Recuerdo vagamente una definición del terror que leí alguna vez y que no consigo atribuir a Hitchcock o a Chicho Ibáñez Serrador. Decía algo así que para infundir miedo en una película no hace falta enmarcar una historia en un cementerio gótico durante una noche tormentosa. Bastaba, y añado bastante de mi cosecha porque solo me quedé con el espíritu del argumento, con encontrar un elemento inesperado e inquietante en un claro de un bosque primaveral. Chicho lo demostró con su película ¿Quién puede matar a un niño?, recientemente homenajeada por Tarantino en su último trabajo, Érase una vez en Hollywood, en la que una terrorífica jauría de chavales merodea por una isla mediterránea a plena luz del día. No he dejado de pensar en ella mientras navegaba entre las noticias de la erupción volcánica de La Palma. Esas lenguas de lava lentas e irrefrenables que arrasan todo a su paso a plena luz del día sin que podamos hacer nada para evitarlo. Como esas pesadillas en que alguien nos persigue a cámara lenta y nos despertamos agitados porque nos sentimos incapaces de escapar.
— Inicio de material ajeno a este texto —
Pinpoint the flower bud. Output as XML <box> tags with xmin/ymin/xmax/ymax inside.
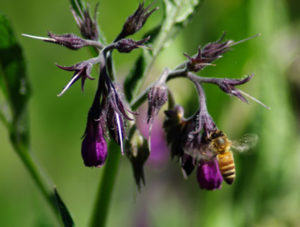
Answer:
<box><xmin>126</xmin><ymin>130</ymin><xmax>150</xmax><ymax>189</ymax></box>
<box><xmin>45</xmin><ymin>32</ymin><xmax>87</xmax><ymax>50</ymax></box>
<box><xmin>81</xmin><ymin>120</ymin><xmax>107</xmax><ymax>167</ymax></box>
<box><xmin>197</xmin><ymin>159</ymin><xmax>223</xmax><ymax>190</ymax></box>
<box><xmin>116</xmin><ymin>36</ymin><xmax>150</xmax><ymax>53</ymax></box>
<box><xmin>119</xmin><ymin>2</ymin><xmax>158</xmax><ymax>38</ymax></box>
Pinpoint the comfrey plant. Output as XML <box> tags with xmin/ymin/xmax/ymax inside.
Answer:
<box><xmin>24</xmin><ymin>0</ymin><xmax>268</xmax><ymax>225</ymax></box>
<box><xmin>23</xmin><ymin>2</ymin><xmax>266</xmax><ymax>190</ymax></box>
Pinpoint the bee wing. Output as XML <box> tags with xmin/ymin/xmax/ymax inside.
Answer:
<box><xmin>231</xmin><ymin>133</ymin><xmax>258</xmax><ymax>152</ymax></box>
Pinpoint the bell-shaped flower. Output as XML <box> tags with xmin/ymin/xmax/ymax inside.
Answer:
<box><xmin>81</xmin><ymin>119</ymin><xmax>107</xmax><ymax>167</ymax></box>
<box><xmin>197</xmin><ymin>159</ymin><xmax>223</xmax><ymax>190</ymax></box>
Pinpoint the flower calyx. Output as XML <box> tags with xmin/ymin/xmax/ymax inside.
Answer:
<box><xmin>117</xmin><ymin>1</ymin><xmax>158</xmax><ymax>40</ymax></box>
<box><xmin>56</xmin><ymin>61</ymin><xmax>94</xmax><ymax>96</ymax></box>
<box><xmin>115</xmin><ymin>36</ymin><xmax>150</xmax><ymax>53</ymax></box>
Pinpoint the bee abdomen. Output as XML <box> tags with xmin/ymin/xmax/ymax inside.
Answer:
<box><xmin>218</xmin><ymin>152</ymin><xmax>235</xmax><ymax>184</ymax></box>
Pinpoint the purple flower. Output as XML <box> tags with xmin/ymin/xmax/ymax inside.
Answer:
<box><xmin>81</xmin><ymin>119</ymin><xmax>107</xmax><ymax>167</ymax></box>
<box><xmin>197</xmin><ymin>159</ymin><xmax>223</xmax><ymax>190</ymax></box>
<box><xmin>181</xmin><ymin>154</ymin><xmax>196</xmax><ymax>178</ymax></box>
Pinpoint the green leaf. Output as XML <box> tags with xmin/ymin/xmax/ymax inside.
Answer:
<box><xmin>54</xmin><ymin>188</ymin><xmax>75</xmax><ymax>227</ymax></box>
<box><xmin>0</xmin><ymin>13</ymin><xmax>30</xmax><ymax>147</ymax></box>
<box><xmin>124</xmin><ymin>0</ymin><xmax>200</xmax><ymax>101</ymax></box>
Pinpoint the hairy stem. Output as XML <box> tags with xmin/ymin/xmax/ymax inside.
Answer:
<box><xmin>90</xmin><ymin>141</ymin><xmax>121</xmax><ymax>227</ymax></box>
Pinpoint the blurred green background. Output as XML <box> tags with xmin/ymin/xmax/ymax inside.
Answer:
<box><xmin>0</xmin><ymin>0</ymin><xmax>300</xmax><ymax>227</ymax></box>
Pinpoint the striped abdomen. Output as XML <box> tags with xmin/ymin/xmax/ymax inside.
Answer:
<box><xmin>218</xmin><ymin>151</ymin><xmax>235</xmax><ymax>184</ymax></box>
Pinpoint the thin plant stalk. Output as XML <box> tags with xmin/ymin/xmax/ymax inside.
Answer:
<box><xmin>90</xmin><ymin>141</ymin><xmax>121</xmax><ymax>227</ymax></box>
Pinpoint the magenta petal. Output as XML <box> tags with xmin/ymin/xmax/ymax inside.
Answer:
<box><xmin>81</xmin><ymin>122</ymin><xmax>107</xmax><ymax>167</ymax></box>
<box><xmin>197</xmin><ymin>159</ymin><xmax>223</xmax><ymax>190</ymax></box>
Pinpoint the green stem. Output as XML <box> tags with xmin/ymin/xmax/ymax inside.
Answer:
<box><xmin>90</xmin><ymin>142</ymin><xmax>121</xmax><ymax>227</ymax></box>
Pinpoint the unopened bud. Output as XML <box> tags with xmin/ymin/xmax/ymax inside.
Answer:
<box><xmin>126</xmin><ymin>129</ymin><xmax>150</xmax><ymax>189</ymax></box>
<box><xmin>116</xmin><ymin>36</ymin><xmax>150</xmax><ymax>53</ymax></box>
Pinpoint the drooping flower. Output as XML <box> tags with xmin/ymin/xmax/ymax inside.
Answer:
<box><xmin>81</xmin><ymin>113</ymin><xmax>107</xmax><ymax>167</ymax></box>
<box><xmin>147</xmin><ymin>69</ymin><xmax>169</xmax><ymax>124</ymax></box>
<box><xmin>197</xmin><ymin>159</ymin><xmax>223</xmax><ymax>190</ymax></box>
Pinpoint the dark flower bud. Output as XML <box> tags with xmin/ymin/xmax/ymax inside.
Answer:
<box><xmin>201</xmin><ymin>33</ymin><xmax>234</xmax><ymax>59</ymax></box>
<box><xmin>71</xmin><ymin>4</ymin><xmax>99</xmax><ymax>41</ymax></box>
<box><xmin>197</xmin><ymin>159</ymin><xmax>223</xmax><ymax>190</ymax></box>
<box><xmin>116</xmin><ymin>36</ymin><xmax>150</xmax><ymax>53</ymax></box>
<box><xmin>126</xmin><ymin>130</ymin><xmax>150</xmax><ymax>189</ymax></box>
<box><xmin>56</xmin><ymin>61</ymin><xmax>94</xmax><ymax>96</ymax></box>
<box><xmin>147</xmin><ymin>69</ymin><xmax>169</xmax><ymax>124</ymax></box>
<box><xmin>44</xmin><ymin>32</ymin><xmax>87</xmax><ymax>50</ymax></box>
<box><xmin>119</xmin><ymin>2</ymin><xmax>158</xmax><ymax>39</ymax></box>
<box><xmin>163</xmin><ymin>105</ymin><xmax>187</xmax><ymax>158</ymax></box>
<box><xmin>218</xmin><ymin>75</ymin><xmax>254</xmax><ymax>103</ymax></box>
<box><xmin>184</xmin><ymin>32</ymin><xmax>233</xmax><ymax>72</ymax></box>
<box><xmin>81</xmin><ymin>119</ymin><xmax>107</xmax><ymax>167</ymax></box>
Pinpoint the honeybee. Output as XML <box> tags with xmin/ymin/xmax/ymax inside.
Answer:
<box><xmin>208</xmin><ymin>130</ymin><xmax>258</xmax><ymax>184</ymax></box>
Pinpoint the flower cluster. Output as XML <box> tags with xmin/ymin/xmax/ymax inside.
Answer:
<box><xmin>24</xmin><ymin>2</ymin><xmax>268</xmax><ymax>190</ymax></box>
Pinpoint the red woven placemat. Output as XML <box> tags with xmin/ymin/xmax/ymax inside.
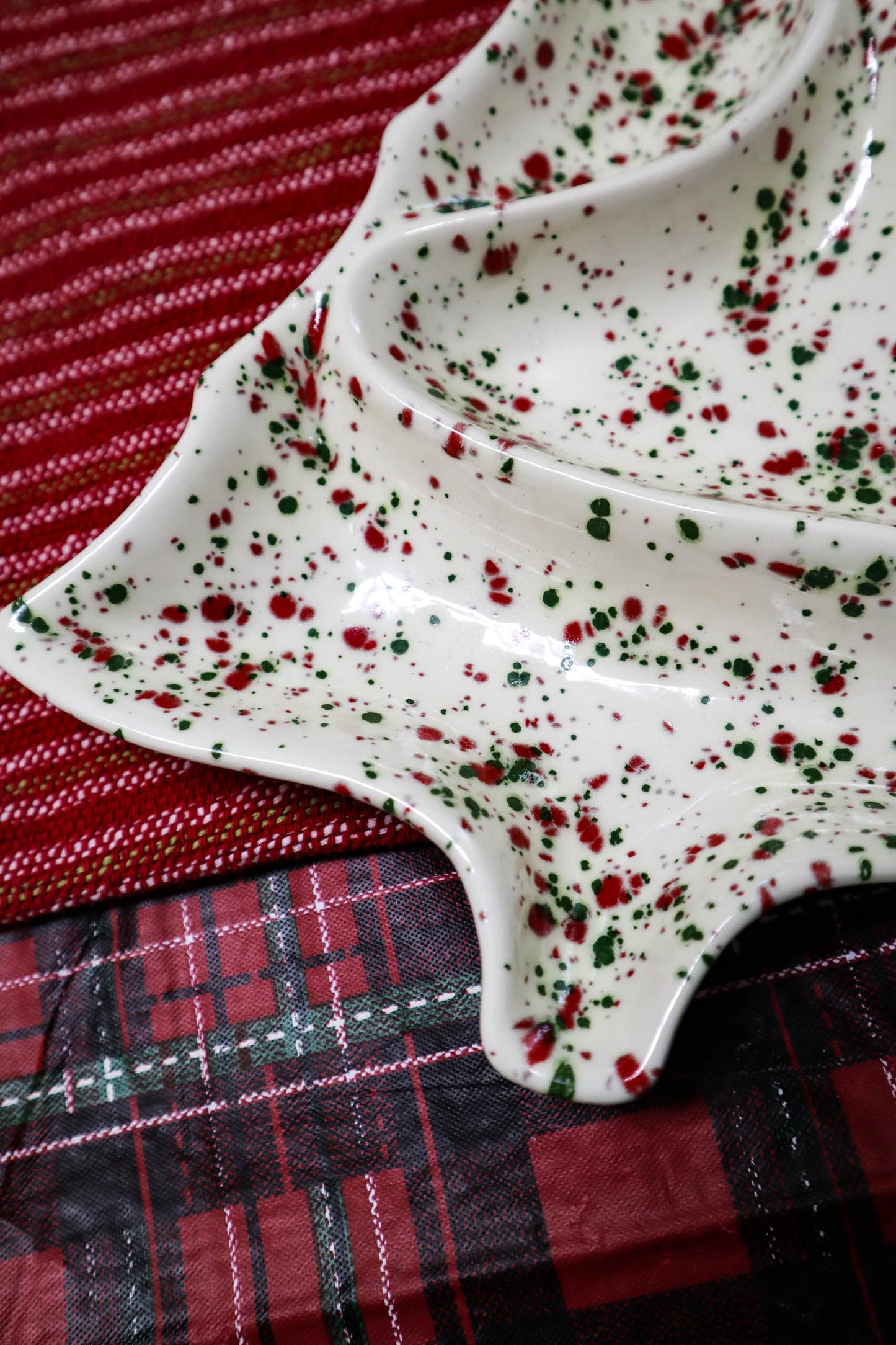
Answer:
<box><xmin>0</xmin><ymin>0</ymin><xmax>501</xmax><ymax>920</ymax></box>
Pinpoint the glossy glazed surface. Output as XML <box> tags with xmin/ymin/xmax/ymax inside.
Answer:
<box><xmin>0</xmin><ymin>0</ymin><xmax>896</xmax><ymax>1102</ymax></box>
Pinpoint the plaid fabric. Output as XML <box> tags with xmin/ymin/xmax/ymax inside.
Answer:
<box><xmin>0</xmin><ymin>847</ymin><xmax>896</xmax><ymax>1345</ymax></box>
<box><xmin>0</xmin><ymin>0</ymin><xmax>501</xmax><ymax>920</ymax></box>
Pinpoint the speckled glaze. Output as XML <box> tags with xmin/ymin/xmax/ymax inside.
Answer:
<box><xmin>0</xmin><ymin>0</ymin><xmax>896</xmax><ymax>1103</ymax></box>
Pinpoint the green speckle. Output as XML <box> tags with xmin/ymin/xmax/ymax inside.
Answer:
<box><xmin>548</xmin><ymin>1060</ymin><xmax>575</xmax><ymax>1102</ymax></box>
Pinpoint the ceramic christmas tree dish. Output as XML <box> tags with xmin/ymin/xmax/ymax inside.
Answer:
<box><xmin>0</xmin><ymin>0</ymin><xmax>896</xmax><ymax>1103</ymax></box>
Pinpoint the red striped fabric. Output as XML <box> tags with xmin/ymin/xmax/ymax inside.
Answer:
<box><xmin>0</xmin><ymin>0</ymin><xmax>501</xmax><ymax>920</ymax></box>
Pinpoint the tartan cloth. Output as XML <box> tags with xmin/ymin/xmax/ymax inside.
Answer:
<box><xmin>0</xmin><ymin>0</ymin><xmax>501</xmax><ymax>920</ymax></box>
<box><xmin>0</xmin><ymin>847</ymin><xmax>896</xmax><ymax>1345</ymax></box>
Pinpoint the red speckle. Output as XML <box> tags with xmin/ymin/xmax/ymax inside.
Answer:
<box><xmin>575</xmin><ymin>818</ymin><xmax>603</xmax><ymax>854</ymax></box>
<box><xmin>442</xmin><ymin>424</ymin><xmax>466</xmax><ymax>457</ymax></box>
<box><xmin>308</xmin><ymin>303</ymin><xmax>329</xmax><ymax>355</ymax></box>
<box><xmin>534</xmin><ymin>38</ymin><xmax>554</xmax><ymax>70</ymax></box>
<box><xmin>809</xmin><ymin>859</ymin><xmax>834</xmax><ymax>888</ymax></box>
<box><xmin>616</xmin><ymin>1056</ymin><xmax>650</xmax><ymax>1097</ymax></box>
<box><xmin>660</xmin><ymin>32</ymin><xmax>691</xmax><ymax>61</ymax></box>
<box><xmin>768</xmin><ymin>561</ymin><xmax>806</xmax><ymax>579</ymax></box>
<box><xmin>598</xmin><ymin>873</ymin><xmax>629</xmax><ymax>911</ymax></box>
<box><xmin>526</xmin><ymin>901</ymin><xmax>554</xmax><ymax>939</ymax></box>
<box><xmin>268</xmin><ymin>593</ymin><xmax>298</xmax><ymax>622</ymax></box>
<box><xmin>482</xmin><ymin>243</ymin><xmax>520</xmax><ymax>275</ymax></box>
<box><xmin>760</xmin><ymin>449</ymin><xmax>809</xmax><ymax>476</ymax></box>
<box><xmin>523</xmin><ymin>151</ymin><xmax>551</xmax><ymax>182</ymax></box>
<box><xmin>199</xmin><ymin>593</ymin><xmax>236</xmax><ymax>625</ymax></box>
<box><xmin>523</xmin><ymin>1022</ymin><xmax>554</xmax><ymax>1065</ymax></box>
<box><xmin>342</xmin><ymin>625</ymin><xmax>376</xmax><ymax>650</ymax></box>
<box><xmin>563</xmin><ymin>916</ymin><xmax>588</xmax><ymax>943</ymax></box>
<box><xmin>775</xmin><ymin>127</ymin><xmax>794</xmax><ymax>164</ymax></box>
<box><xmin>649</xmin><ymin>385</ymin><xmax>681</xmax><ymax>414</ymax></box>
<box><xmin>364</xmin><ymin>523</ymin><xmax>388</xmax><ymax>552</ymax></box>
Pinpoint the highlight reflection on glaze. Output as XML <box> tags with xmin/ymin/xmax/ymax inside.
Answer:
<box><xmin>0</xmin><ymin>0</ymin><xmax>896</xmax><ymax>1102</ymax></box>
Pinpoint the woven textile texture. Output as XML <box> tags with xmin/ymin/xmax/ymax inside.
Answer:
<box><xmin>0</xmin><ymin>847</ymin><xmax>896</xmax><ymax>1345</ymax></box>
<box><xmin>0</xmin><ymin>0</ymin><xmax>501</xmax><ymax>920</ymax></box>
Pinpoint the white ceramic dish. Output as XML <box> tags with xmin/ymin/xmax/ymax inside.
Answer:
<box><xmin>0</xmin><ymin>0</ymin><xmax>896</xmax><ymax>1102</ymax></box>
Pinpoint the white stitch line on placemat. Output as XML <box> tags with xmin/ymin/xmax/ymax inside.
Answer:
<box><xmin>0</xmin><ymin>1041</ymin><xmax>482</xmax><ymax>1163</ymax></box>
<box><xmin>0</xmin><ymin>870</ymin><xmax>459</xmax><ymax>1008</ymax></box>
<box><xmin>180</xmin><ymin>898</ymin><xmax>246</xmax><ymax>1345</ymax></box>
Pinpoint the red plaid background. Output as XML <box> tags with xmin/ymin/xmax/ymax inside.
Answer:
<box><xmin>0</xmin><ymin>847</ymin><xmax>896</xmax><ymax>1345</ymax></box>
<box><xmin>0</xmin><ymin>0</ymin><xmax>501</xmax><ymax>921</ymax></box>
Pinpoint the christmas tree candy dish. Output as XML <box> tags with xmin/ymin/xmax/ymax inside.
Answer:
<box><xmin>0</xmin><ymin>0</ymin><xmax>896</xmax><ymax>1103</ymax></box>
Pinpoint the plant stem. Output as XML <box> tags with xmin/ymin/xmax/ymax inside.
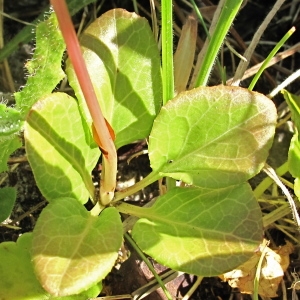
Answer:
<box><xmin>125</xmin><ymin>233</ymin><xmax>172</xmax><ymax>300</ymax></box>
<box><xmin>50</xmin><ymin>0</ymin><xmax>117</xmax><ymax>205</ymax></box>
<box><xmin>113</xmin><ymin>172</ymin><xmax>161</xmax><ymax>202</ymax></box>
<box><xmin>161</xmin><ymin>0</ymin><xmax>174</xmax><ymax>104</ymax></box>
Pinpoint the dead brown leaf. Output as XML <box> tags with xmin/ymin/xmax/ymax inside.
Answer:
<box><xmin>219</xmin><ymin>242</ymin><xmax>293</xmax><ymax>297</ymax></box>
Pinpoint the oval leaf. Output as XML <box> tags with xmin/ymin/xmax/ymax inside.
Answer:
<box><xmin>67</xmin><ymin>9</ymin><xmax>162</xmax><ymax>148</ymax></box>
<box><xmin>132</xmin><ymin>183</ymin><xmax>263</xmax><ymax>276</ymax></box>
<box><xmin>149</xmin><ymin>86</ymin><xmax>277</xmax><ymax>188</ymax></box>
<box><xmin>0</xmin><ymin>233</ymin><xmax>48</xmax><ymax>300</ymax></box>
<box><xmin>24</xmin><ymin>93</ymin><xmax>100</xmax><ymax>203</ymax></box>
<box><xmin>32</xmin><ymin>198</ymin><xmax>122</xmax><ymax>296</ymax></box>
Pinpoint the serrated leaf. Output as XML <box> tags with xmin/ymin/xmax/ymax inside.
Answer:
<box><xmin>24</xmin><ymin>93</ymin><xmax>100</xmax><ymax>203</ymax></box>
<box><xmin>67</xmin><ymin>9</ymin><xmax>162</xmax><ymax>148</ymax></box>
<box><xmin>0</xmin><ymin>233</ymin><xmax>102</xmax><ymax>300</ymax></box>
<box><xmin>0</xmin><ymin>134</ymin><xmax>22</xmax><ymax>172</ymax></box>
<box><xmin>15</xmin><ymin>14</ymin><xmax>65</xmax><ymax>116</ymax></box>
<box><xmin>149</xmin><ymin>86</ymin><xmax>277</xmax><ymax>188</ymax></box>
<box><xmin>32</xmin><ymin>198</ymin><xmax>122</xmax><ymax>296</ymax></box>
<box><xmin>132</xmin><ymin>183</ymin><xmax>263</xmax><ymax>276</ymax></box>
<box><xmin>0</xmin><ymin>187</ymin><xmax>17</xmax><ymax>223</ymax></box>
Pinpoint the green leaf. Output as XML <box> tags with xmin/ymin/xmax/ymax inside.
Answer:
<box><xmin>24</xmin><ymin>93</ymin><xmax>100</xmax><ymax>203</ymax></box>
<box><xmin>0</xmin><ymin>187</ymin><xmax>17</xmax><ymax>223</ymax></box>
<box><xmin>282</xmin><ymin>90</ymin><xmax>300</xmax><ymax>182</ymax></box>
<box><xmin>0</xmin><ymin>134</ymin><xmax>22</xmax><ymax>172</ymax></box>
<box><xmin>67</xmin><ymin>9</ymin><xmax>162</xmax><ymax>148</ymax></box>
<box><xmin>149</xmin><ymin>86</ymin><xmax>277</xmax><ymax>188</ymax></box>
<box><xmin>132</xmin><ymin>183</ymin><xmax>263</xmax><ymax>276</ymax></box>
<box><xmin>0</xmin><ymin>103</ymin><xmax>24</xmax><ymax>137</ymax></box>
<box><xmin>0</xmin><ymin>233</ymin><xmax>48</xmax><ymax>300</ymax></box>
<box><xmin>32</xmin><ymin>198</ymin><xmax>122</xmax><ymax>296</ymax></box>
<box><xmin>0</xmin><ymin>233</ymin><xmax>102</xmax><ymax>300</ymax></box>
<box><xmin>15</xmin><ymin>14</ymin><xmax>65</xmax><ymax>116</ymax></box>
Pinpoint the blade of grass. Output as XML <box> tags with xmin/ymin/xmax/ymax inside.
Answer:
<box><xmin>125</xmin><ymin>233</ymin><xmax>172</xmax><ymax>300</ymax></box>
<box><xmin>231</xmin><ymin>0</ymin><xmax>285</xmax><ymax>86</ymax></box>
<box><xmin>192</xmin><ymin>0</ymin><xmax>243</xmax><ymax>87</ymax></box>
<box><xmin>248</xmin><ymin>27</ymin><xmax>296</xmax><ymax>91</ymax></box>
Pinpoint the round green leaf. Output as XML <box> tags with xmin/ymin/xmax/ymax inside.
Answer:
<box><xmin>24</xmin><ymin>93</ymin><xmax>100</xmax><ymax>203</ymax></box>
<box><xmin>0</xmin><ymin>233</ymin><xmax>48</xmax><ymax>300</ymax></box>
<box><xmin>132</xmin><ymin>183</ymin><xmax>263</xmax><ymax>276</ymax></box>
<box><xmin>67</xmin><ymin>9</ymin><xmax>162</xmax><ymax>148</ymax></box>
<box><xmin>149</xmin><ymin>86</ymin><xmax>277</xmax><ymax>187</ymax></box>
<box><xmin>32</xmin><ymin>198</ymin><xmax>123</xmax><ymax>296</ymax></box>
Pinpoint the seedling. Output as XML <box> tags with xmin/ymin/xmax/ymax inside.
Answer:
<box><xmin>0</xmin><ymin>0</ymin><xmax>284</xmax><ymax>299</ymax></box>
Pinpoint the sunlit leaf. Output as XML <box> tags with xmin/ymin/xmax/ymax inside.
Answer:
<box><xmin>32</xmin><ymin>198</ymin><xmax>122</xmax><ymax>296</ymax></box>
<box><xmin>0</xmin><ymin>233</ymin><xmax>48</xmax><ymax>300</ymax></box>
<box><xmin>0</xmin><ymin>134</ymin><xmax>22</xmax><ymax>172</ymax></box>
<box><xmin>25</xmin><ymin>93</ymin><xmax>100</xmax><ymax>203</ymax></box>
<box><xmin>149</xmin><ymin>86</ymin><xmax>277</xmax><ymax>188</ymax></box>
<box><xmin>132</xmin><ymin>183</ymin><xmax>263</xmax><ymax>276</ymax></box>
<box><xmin>0</xmin><ymin>233</ymin><xmax>102</xmax><ymax>300</ymax></box>
<box><xmin>283</xmin><ymin>90</ymin><xmax>300</xmax><ymax>198</ymax></box>
<box><xmin>67</xmin><ymin>9</ymin><xmax>162</xmax><ymax>148</ymax></box>
<box><xmin>14</xmin><ymin>14</ymin><xmax>65</xmax><ymax>116</ymax></box>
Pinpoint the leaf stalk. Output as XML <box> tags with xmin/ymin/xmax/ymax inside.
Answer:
<box><xmin>50</xmin><ymin>0</ymin><xmax>117</xmax><ymax>205</ymax></box>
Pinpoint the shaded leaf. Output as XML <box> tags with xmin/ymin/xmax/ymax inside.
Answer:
<box><xmin>149</xmin><ymin>86</ymin><xmax>277</xmax><ymax>188</ymax></box>
<box><xmin>14</xmin><ymin>14</ymin><xmax>65</xmax><ymax>116</ymax></box>
<box><xmin>67</xmin><ymin>9</ymin><xmax>162</xmax><ymax>148</ymax></box>
<box><xmin>131</xmin><ymin>183</ymin><xmax>263</xmax><ymax>276</ymax></box>
<box><xmin>0</xmin><ymin>233</ymin><xmax>102</xmax><ymax>300</ymax></box>
<box><xmin>0</xmin><ymin>187</ymin><xmax>17</xmax><ymax>222</ymax></box>
<box><xmin>32</xmin><ymin>198</ymin><xmax>122</xmax><ymax>296</ymax></box>
<box><xmin>283</xmin><ymin>90</ymin><xmax>300</xmax><ymax>198</ymax></box>
<box><xmin>24</xmin><ymin>93</ymin><xmax>100</xmax><ymax>203</ymax></box>
<box><xmin>0</xmin><ymin>233</ymin><xmax>48</xmax><ymax>300</ymax></box>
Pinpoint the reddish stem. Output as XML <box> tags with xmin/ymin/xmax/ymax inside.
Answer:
<box><xmin>50</xmin><ymin>0</ymin><xmax>117</xmax><ymax>205</ymax></box>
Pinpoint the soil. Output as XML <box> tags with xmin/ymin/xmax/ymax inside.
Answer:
<box><xmin>0</xmin><ymin>0</ymin><xmax>300</xmax><ymax>300</ymax></box>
De noche, las imágenes de las bocanadas incandescentes son ese “espectáculo maravilloso” que tan desafortunadamente mencionó la ministra Reyes Maroto antes de caer en la cuenta de que había gente que estaba asistiendo a la pérdida de sus casas y sus campos y sus ganados y los recuerdos de toda una vida. Las llamaradas nos atrapan desde nuestra vida en las cuevas, desde que el calor de un buen fuego nos regaló la posibilidad de cocinar la carne y las sombras en las paredes que milenios después cimentarían el cine. Prueben con una chimenea y traten de escapar del hechizo. Lo mismo sucede con la erupción de la Cumbre Vieja de La Palma. Un fenómeno natural muy poco frecuente en España, la última referencia tiene mi edad, que nos mantiene en vilo a miles de kilómetros de distancia y que, creo, no va a tener más encaje político que la metedura de pata de la ministra y la posterior indemnización a los afectados. Y ahí es donde cobra una dimensión singular.
No ha habido víctimas mortales porque las señales de alarma comenzaron hace semanas. El plan de evacuación ha sido extraordinario. Solo los vecinos, turistas y curiosos podrán evitar aspirar los gases tóxicos que vendrán ahora, por su cuenta y riesgo. Nadie ha podido minimizar el impacto del avance de la lava porque es imposible. No había ramblas que desatascar ni bosques que limpiar ni vacunas que inocular, por lo que no caben reclamaciones a las diferentes instituciones. Además, el vertido de magma ha roto España tanto como la engrandece, un debate estéril y bastante frecuente en la actualidad, porque el vómito del volcán se ha abierto camino y ensanchará las orillas de la isla canaria, esperemos que sin consecuencias graves. Así que asistimos a un espectáculo puro, brutal, fascinante y peligroso, sin más. Sin que, en principio, vaya a desembocar en un frontón de acusaciones entre partidos políticos. Lo cual será como encontrar un elemento inesperado e inquietante en un claro de un bosque primaveral. Pero sin el pavor de estar ante una clase política desbocada e infantil.